The challenge for all Guyanese is that there has not been enough meaningful consultation with the fault lying with the Government, the oil companies and members of the public, including those who are expected to be better informed. Ever since ExxonMobil announced the first oil find in 2015, it was always a race to 2020, which coincidentally is the year when elections are next due. The documentation runs to nearly two thousand pages and clearly requires experts to break it down for the lay person. How else can their rights and that of their organisations to participate in the management and decision-making processes of the State that directly affect their well-being have any meaning?
Constitutional protection of the environment
As the following extracts show, the Constitution of Guyana places great store on the environment, from Preamble to fundamental rights. The Preamble, which is the equivalent to a company’s vision statement, acknowledges the aspirations of our young people to live in a safe society which ensures a healthy environment while in Chapter II, Article 25 imposes a duty on every citizen to participate in activities designed to improve the environment and protect the health of the nation. And Article 36 recognises that the well-being of the nation depends upon preserving clean air, fertile soils, pure water and the rich diversity of plants, animals and eco-systems.

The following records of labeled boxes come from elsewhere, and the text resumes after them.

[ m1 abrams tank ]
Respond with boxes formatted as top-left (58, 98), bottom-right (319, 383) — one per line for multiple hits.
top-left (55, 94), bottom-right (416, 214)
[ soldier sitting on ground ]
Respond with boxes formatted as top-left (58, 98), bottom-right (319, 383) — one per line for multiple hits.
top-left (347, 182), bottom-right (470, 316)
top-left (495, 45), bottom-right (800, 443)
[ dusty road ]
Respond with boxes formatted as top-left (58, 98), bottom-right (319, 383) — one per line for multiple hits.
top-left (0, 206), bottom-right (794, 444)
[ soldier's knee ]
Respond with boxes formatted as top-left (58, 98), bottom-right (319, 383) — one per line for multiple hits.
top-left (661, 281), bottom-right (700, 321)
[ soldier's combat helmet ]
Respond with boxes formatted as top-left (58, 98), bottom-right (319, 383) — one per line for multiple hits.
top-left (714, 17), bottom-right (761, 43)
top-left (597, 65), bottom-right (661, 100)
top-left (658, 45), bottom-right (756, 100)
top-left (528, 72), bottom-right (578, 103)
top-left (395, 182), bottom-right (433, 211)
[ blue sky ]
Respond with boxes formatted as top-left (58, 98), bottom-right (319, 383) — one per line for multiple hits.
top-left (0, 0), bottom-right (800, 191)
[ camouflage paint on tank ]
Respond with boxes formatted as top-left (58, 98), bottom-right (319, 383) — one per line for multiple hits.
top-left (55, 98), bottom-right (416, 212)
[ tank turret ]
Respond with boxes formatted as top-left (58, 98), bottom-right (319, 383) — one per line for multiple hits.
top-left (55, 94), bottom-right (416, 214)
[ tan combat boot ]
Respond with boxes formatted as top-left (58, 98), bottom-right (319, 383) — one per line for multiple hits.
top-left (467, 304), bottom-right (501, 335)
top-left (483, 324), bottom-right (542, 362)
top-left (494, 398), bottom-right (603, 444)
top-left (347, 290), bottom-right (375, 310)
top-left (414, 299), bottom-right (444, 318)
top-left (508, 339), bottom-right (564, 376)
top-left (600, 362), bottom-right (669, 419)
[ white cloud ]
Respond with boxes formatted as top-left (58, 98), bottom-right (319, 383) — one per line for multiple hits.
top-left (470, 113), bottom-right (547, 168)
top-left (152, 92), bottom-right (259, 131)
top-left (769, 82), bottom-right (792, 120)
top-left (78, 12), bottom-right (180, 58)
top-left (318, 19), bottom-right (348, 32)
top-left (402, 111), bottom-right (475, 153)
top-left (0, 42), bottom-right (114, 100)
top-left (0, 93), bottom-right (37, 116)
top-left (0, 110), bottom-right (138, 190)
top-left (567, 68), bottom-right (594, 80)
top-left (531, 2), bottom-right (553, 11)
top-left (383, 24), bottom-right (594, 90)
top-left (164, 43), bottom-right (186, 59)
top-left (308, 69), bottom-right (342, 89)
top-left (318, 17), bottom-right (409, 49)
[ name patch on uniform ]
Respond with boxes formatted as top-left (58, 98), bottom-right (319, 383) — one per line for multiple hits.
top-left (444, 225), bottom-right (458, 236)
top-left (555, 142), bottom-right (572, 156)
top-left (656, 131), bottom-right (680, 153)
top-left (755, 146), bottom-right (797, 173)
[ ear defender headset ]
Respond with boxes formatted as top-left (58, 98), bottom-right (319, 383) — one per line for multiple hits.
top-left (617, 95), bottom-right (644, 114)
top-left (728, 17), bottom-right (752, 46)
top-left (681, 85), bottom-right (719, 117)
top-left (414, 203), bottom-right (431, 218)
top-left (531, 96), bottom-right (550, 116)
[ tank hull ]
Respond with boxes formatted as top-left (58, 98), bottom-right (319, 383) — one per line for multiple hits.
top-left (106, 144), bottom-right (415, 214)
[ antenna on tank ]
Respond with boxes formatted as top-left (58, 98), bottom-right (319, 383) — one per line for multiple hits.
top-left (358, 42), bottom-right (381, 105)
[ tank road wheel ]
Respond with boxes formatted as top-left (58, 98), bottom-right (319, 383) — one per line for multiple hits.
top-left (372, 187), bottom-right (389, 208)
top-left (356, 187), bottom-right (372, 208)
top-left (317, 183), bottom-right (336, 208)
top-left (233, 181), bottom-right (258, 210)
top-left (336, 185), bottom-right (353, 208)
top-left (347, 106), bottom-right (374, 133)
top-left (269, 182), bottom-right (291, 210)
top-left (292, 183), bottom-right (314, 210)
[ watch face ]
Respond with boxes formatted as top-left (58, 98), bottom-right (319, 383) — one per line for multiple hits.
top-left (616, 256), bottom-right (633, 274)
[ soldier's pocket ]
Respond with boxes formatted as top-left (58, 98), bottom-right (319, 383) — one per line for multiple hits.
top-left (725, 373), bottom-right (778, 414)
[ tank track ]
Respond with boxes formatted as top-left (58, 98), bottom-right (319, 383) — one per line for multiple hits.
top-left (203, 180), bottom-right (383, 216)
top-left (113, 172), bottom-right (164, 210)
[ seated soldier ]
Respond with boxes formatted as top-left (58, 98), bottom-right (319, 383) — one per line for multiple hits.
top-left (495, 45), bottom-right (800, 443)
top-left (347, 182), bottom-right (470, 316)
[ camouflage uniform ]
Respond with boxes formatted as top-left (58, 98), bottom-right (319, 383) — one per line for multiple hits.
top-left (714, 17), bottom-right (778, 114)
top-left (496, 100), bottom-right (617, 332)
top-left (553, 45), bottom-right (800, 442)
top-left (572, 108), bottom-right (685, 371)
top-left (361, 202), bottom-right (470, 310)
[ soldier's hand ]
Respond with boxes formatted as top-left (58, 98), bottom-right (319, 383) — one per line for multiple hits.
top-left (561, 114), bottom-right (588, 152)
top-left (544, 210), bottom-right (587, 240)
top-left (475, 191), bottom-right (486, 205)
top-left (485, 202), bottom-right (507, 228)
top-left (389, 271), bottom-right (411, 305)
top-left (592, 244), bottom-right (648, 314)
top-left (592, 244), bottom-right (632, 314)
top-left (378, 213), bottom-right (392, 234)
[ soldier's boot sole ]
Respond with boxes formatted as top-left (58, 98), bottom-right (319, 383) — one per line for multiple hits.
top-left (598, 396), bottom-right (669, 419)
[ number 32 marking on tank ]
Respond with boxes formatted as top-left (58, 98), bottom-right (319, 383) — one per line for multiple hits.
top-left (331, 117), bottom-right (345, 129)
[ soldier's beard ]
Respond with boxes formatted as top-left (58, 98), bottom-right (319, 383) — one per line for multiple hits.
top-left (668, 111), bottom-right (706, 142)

It get more interesting however as there can be no doubt that the Fundamental Rights and Freedoms Article 40 provides that “Every person in Guyana is entitled to the basic right to a happy, creative and productive life, free from hunger, ignorance and want. That right includes the fundamental rights and freedoms of the individual.”
The lacuna that Article 25 imposed on every citizen to participate in activities to improve the environment but no similar duty on the State was doubly fixed by the insertion of Article 149J not only unambiguously recognising the right of everyone to an environment that is not harmful to his or her health or well-being, but also the imposition of a duty on the State to “protect the environment, for the benefit of present and future generations, through reasonable legislative and other measures designed, among other things, to:
prevent pollution and ecological degradation;
promote conservation; and
secure sustainable development and use of natural resources while promoting justifiable economic and social development….”
There does however seem to be some anomaly as only citizens and the State have duties in respect of the environment while every person has a right to a proper environment. In so far as oil exploration and production is concerned, Article 28 of the Model Petroleum Contract which deals with the protection of the Environment offers some measure of balance, albeit indirectly. Here are some extracts from the Article:
28.1 … the Contractor is required to obtain an environmental authorisation from the Environmental Protection Agency and comply with the provisions of that EPA Act 1996;
28.2 … precludes the Contractor from initiating any … activity on those areas outside (that) which the EPA determines to be sensitive or protected.
28.3 … requires the Contractor to take necessary and adequate precautions … against pollution and for the protection of the environment and the living resources of the sea.
Oddly, Article 28.4 requires a Contractor who fails to comply with 28.1 to take all reasonable measures … to remedy environmental failures and their effects and to treat or disperse pollution in an environmentally acceptable manner. The suggestion here is that such a duty only applies where there is a failure to comply with 28.1. That seems crazy!
28.5 requires the contractor to notify the Minister forthwith in the event of any emergency or accident … and to take such action as may be prudent and necessary … in such circumstances.
Another piece of craziness is contained in 28.6 which provides that if the Contractor fails to act to control or clean up any pollution under 28.3 within a reasonable period specified by the Minister, the Minister may take any actions which are in accordance with good international petroleum industry practice. Now, can someone say where the Minister is going to have or to find such resources?
Like in so many areas in the regulatory framework for the sector, the environmental protection clauses of the petroleum regime are woefully lacking. Is first oil in 2020 worth such risk?